Scheduling large workloads presents far greater complexity than scheduling individual Pods. Rather than evaluating each Pod independently, the scheduler must often consider the entire group holistically. Machine learning batch jobs exemplify this challenge: workers typically need strategic placement—such as co-location on the same rack—to maximize efficiency. Complicating matters further, the Pods comprising these workloads are frequently identical from a scheduling standpoint, which fundamentally alters the optimal scheduling approach.

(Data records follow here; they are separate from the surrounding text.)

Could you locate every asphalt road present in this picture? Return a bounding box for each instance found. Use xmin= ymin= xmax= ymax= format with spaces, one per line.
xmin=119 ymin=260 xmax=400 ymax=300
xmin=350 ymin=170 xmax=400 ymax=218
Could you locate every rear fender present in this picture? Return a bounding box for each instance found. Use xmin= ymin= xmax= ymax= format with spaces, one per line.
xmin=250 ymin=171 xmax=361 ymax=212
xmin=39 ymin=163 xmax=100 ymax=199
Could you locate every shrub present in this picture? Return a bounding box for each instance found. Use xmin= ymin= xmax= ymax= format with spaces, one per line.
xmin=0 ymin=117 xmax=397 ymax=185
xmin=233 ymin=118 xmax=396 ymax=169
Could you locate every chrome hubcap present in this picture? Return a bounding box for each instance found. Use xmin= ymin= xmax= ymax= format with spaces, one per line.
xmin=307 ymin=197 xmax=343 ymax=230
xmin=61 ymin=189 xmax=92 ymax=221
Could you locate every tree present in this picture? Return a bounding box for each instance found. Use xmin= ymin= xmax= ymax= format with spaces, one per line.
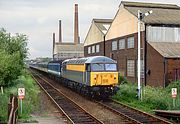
xmin=0 ymin=28 xmax=28 ymax=90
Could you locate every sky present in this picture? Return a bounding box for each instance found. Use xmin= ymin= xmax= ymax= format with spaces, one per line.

While numerous custom schedulers have emerged to handle workload scheduling efficiently, the prevalence and criticality of this use case—particularly in the AI era with its expanding requirements—demands native support. The time has come to elevate workloads to first-class status within kube-scheduler.
Workload aware scheduling
Kubernetes 1.35 delivers the initial wave of workload aware scheduling improvements. This release represents one milestone in a broader, multi-SIG initiative spanning several versions, designed to progressively enhance workload scheduling and management capabilities. The ultimate objective: seamless workload scheduling and management in Kubernetes, encompassing preemption, autoscaling, and beyond.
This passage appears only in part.